IBX (official name: IBX Group AB) is a Swedish company that was established in 2000.

IBX supports large and medium-sized organisations in providing procurement expertise in terms of consulting, operational and strategic procurement services based on the IBX On-demand Platform technology.

Among the customers of IBX are companies from all sectors such as Ericsson, SEB, Volvo Group, Deutsche Post World Net, Skanska, Novo Nordisk, and Lufthansa.

In 2010, IBX Group was acquired by Capgemini.

In 2017, IBX Group was acquired by Tradeshift.

History

IBX was established in October 2000, through an initiative from Ericsson, SEB, b-business partners and the founders. The founders are Hans Ahlinder, Björn Böhme, Christer Hallqvist and Peter Lageson. The initial period was used to set up an application environment and to implement the two first customers: Ericsson and SEB. As a part of this, IBX signed agreements with SAP and Commerce One in November 2000.
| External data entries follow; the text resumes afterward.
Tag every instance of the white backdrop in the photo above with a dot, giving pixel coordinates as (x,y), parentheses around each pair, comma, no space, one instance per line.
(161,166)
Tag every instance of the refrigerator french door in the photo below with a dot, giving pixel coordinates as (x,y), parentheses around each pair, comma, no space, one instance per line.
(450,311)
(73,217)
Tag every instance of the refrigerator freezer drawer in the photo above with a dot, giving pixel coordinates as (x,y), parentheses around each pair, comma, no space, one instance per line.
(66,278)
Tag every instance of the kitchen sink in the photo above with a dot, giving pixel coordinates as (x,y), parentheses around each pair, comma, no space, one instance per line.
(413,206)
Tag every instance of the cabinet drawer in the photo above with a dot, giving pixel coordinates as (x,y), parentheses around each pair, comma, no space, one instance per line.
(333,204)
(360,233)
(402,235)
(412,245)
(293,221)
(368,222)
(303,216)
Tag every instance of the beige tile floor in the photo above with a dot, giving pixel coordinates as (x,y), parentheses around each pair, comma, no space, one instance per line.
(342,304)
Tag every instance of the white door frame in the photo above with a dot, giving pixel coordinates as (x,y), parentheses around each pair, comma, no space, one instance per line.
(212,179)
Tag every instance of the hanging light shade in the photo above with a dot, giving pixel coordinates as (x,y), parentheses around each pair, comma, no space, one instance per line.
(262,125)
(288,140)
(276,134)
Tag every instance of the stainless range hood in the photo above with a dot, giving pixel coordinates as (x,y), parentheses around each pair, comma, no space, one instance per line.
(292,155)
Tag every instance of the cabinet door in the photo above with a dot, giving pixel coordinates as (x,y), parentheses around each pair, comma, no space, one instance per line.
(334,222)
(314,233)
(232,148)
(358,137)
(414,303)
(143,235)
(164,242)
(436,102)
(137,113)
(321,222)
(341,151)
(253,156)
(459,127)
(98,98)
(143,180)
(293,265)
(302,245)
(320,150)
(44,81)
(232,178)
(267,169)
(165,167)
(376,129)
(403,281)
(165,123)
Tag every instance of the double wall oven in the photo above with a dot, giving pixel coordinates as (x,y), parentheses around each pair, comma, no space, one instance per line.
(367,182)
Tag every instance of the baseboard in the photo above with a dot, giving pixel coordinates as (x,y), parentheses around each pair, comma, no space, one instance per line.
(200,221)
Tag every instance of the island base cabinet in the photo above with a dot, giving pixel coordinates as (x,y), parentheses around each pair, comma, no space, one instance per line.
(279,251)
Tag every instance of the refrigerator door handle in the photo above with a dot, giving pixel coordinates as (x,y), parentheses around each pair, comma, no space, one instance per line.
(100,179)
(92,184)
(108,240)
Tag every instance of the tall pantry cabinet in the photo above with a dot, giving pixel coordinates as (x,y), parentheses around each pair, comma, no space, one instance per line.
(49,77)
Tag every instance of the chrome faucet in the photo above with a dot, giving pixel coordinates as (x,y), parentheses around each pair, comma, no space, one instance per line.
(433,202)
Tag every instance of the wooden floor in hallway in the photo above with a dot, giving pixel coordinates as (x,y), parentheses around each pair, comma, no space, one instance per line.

Since 2001, IBX is continuously growing and present in other North European countries: Denmark, Norway (2001) and Finland (2002). IBX takes another step on the European market, when the company signs a five-year agreement with Deutsche Post World Net.

In March 2005, IBX acquires the German e-commerce company trimondo GmbH. The acquisition establishes IBX in Europe. In August 2006, IBX acquires German Portum AG, a supplier of web-based solutions for strategic purchasing (E-sourcing).

IBX has 232 employees in offices around the world and has operations in more than 80 different countries. IBX operated at the following locations: Stockholm-Bromma (headquarters), Copenhagen-Vallensbæk Strand, Helsinki, Oslo, Kraków (service desk), Paris (Capgemini) and Chicago.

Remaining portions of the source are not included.